The Shadow Prince

And all I want to do is run away.

 

Mr. Morgan holds out his hands to quiet the class. Everyone is in a tizzy, speculating who will be chosen, or what it will mean to be the star of an original Joe Vince musical production. I can hear the Sopranos fluttering around Lexie, assuring her she’s a shoo-in for the lead—especially now that Pear is hospitalized. The class finally falls silent at Mr. Morgan’s and Joe’s bidding.

 

“Without further ado,” Mr. Morgan says, “I am pleased to announce the leads for the debut production of Joe Vince’s rock opera version of the Orpheus and Eurydice myth: Into the Dark.…”

 

How quickly could I cross the room and get out the classroom door?

 

“In the role of Orpheus, we’ll have Tobin Oshiro-Winters!”

 

“Sweet!” Tobin smacks his hands together.

 

Iris cheers for him, but I’m still too panicked to react.

 

“And in the role of Eurydice, we have another special treat.…”

 

I feel like my throat is about to close in.

 

“My very own daughter,” Joe says, cutting Mr. Morgan off in his excitement, “will be playing the part.” He claps his hands out toward me. “Stand up, Daphne, so the others can meet you!”

 

All I want to do is hide under my chair, but I’m pretty sure Joe isn’t going to stop clapping until I stand up. I do so, pulling Tobin up with me so I won’t be the only one in the spotlight. Tobin gives a salute to Joe and Mr. Morgan, and then a Frank Sinatra–esque bow to his fellow students, who call out their congratulations to him. There’s not a single congrats thrown my way, but there are plenty of dagger stares coming from Lexie and her Sopranos.

 

“This is crap,” she says, not so quietly, to her friends. “Isn’t nepotism illegal?”

 

Even Iris is staring at me, with her mouth looking like her jaw has come unhinged. “Why did you say you were a schollie?” she finally asks.

 

This is exactly what I was afraid of all along. I don’t even want people to think I’d gotten into the program because I’m Joe Vince’s daughter, and now they all believe I’d gotten the lead because my father is writing the play.

 

Joe gives me a big thumbs-up. So this is what he had meant the other night when he said he was going to make it up to me. If he thinks he is helping me win friends and influence people, he is as delusional as he is a drunk. I can tell from the murmurs and glares being exchanged that my social standing has just gone from New Girl to downright most hated.

 

Joe and Mr. Morgan go over some of the details of how the next few months are going to work with preparations, but honestly, I tune them out. When the bell rings, a few girls rush the stage. Joe signs autographs for them as he makes his way in my direction. The last thing I want to do is talk to him right now, so I grab my bag, ignore Tobin’s offer to help me find my next class, head for the door, and escape out into the hall.

 

I bump into several people as I try to find my way through the unfamiliar halls of Olympus Hills High, fighting tears of frustration that sting the backs of my eyes. The last seventy-two hours had been anything but ideal.

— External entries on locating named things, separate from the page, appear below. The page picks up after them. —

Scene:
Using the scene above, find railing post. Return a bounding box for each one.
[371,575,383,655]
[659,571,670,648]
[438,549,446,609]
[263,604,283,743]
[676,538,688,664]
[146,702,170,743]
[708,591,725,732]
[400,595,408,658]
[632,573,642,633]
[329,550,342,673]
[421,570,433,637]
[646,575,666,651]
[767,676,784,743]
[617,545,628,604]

I’d been ignored by my father; accosted in the grove; had found the body of a girl who may or may not have been attacked because of me; was treated like I’m delusional by a couple of rent-a-cops; and now I had earned the ire of almost every student in the music program, and the program was my only reason for being here.

 

I can’t imagine how things could possibly get any worse, I think as I round the corner and find room 108, my humanities class. I push open the door and almost drop my backpack. Because sitting right there in the back row is the boy from the grove.

 

 

I can’t believe it. There he is, looking through a textbook and tapping his pencil against the top of a desk. Just like any other student waiting for class to start. Except he’s scanning the pages of his book so quickly, he can’t possibly be reading anything.

 

“What is he doing here?” I say under my breath.

 

“You know Haden Lord?” The question comes from behind me. I glance back and see Bridgette standing there.

 

“Yes,” I say quietly. But do I know him? Is this even the same boy? He looks so different under the fluorescent school bulbs—so normal. If the contours of his face hadn’t been etched into my thoughts for the last day and a half, I might not have recognized him. His hair is still dark, but more the color of rich coffee than the midnight black it seemed in the grove. It’s shorter, too, and waves and curls slightly around his ears, rather than hanging to his shoulders like before. “No. I mean … do you know him?”

 

Bridgette shrugs. “I heard they were here.”